Sempre il ministro Brunetta, in una recente intervista rilasciata al Sole 24 Ore, ha ricordato che alla riforma della Pa è attribuibile il 70 per cento dell’effetto delle riforme strutturali atteso dal Pnnr. Una riforma che, ha tenuto a ribadire il numero uno di Palazzo Vidoni al quotidiano di Confindustria, sarà molto diversa da quelle precedenti, una delle quali peraltro porta il nome proprio di Brunetta. «Questa sarà una riforma non solo a livello normativo, ma anche organizzativo e di investimenti: in tecnologie, persone e assistenza tecnica. Perché solo una Pa, nazionale e locale, riformata a tutti i livelli, può garantire la selezione e la messa a terra efficiente degli investimenti», ha spiegato il due volte ministro della Pa al Sole 24 Ore.
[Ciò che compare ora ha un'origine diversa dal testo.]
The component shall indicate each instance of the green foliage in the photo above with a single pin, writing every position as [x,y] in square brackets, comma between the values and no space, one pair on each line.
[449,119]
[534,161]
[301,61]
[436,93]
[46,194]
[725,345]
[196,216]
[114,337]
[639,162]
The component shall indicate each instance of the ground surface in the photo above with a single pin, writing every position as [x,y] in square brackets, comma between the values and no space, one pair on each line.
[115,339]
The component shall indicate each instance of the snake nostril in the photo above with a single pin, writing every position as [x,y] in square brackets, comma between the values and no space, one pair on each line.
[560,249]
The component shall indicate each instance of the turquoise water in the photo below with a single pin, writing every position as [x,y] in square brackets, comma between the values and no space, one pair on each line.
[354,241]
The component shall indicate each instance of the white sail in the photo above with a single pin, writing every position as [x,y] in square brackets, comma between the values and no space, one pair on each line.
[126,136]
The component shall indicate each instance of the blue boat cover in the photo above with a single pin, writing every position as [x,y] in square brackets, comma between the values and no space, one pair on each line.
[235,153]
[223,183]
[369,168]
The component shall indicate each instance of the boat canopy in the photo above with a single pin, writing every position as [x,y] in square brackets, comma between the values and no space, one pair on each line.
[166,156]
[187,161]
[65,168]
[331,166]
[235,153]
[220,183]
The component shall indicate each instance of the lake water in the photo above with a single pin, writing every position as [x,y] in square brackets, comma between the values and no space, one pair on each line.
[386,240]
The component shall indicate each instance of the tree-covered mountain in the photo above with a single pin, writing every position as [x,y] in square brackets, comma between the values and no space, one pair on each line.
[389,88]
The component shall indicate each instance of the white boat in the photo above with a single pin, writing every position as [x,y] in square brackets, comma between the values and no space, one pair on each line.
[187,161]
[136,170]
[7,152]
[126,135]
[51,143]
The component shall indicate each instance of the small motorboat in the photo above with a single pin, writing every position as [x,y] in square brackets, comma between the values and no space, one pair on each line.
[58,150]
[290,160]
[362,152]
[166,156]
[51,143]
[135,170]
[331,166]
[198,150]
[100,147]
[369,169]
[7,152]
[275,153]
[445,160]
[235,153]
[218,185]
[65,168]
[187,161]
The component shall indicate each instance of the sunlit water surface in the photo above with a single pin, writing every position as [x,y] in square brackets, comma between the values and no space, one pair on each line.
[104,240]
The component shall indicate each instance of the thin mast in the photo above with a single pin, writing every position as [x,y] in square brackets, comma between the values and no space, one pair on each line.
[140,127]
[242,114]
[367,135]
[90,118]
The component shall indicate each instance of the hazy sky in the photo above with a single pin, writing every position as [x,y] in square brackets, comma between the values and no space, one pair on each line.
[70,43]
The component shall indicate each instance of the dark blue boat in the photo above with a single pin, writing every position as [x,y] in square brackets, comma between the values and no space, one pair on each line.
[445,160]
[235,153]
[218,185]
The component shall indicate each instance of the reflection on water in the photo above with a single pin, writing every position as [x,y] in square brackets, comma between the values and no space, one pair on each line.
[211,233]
Il Recovery richiede anche forme straordinarie di reclutamento. Su questo fronte il ministero della Funzione pubblica ha le idee chiare. Ci saranno programmi dedicati per gli alti profili, corsie veloci per selezionare gli specialisti, un pool di esperti multidisciplinari che affiancheranno amministrazioni centrali e locali per l’attuazione del piano. Il lascito strutturale del Pnrr sarà una piattaforma unica del reclutamento, destinata a diventare luogo di riferimento per la selezione dei dipendenti pubblici, con tanto di banca dati dei profili individuali.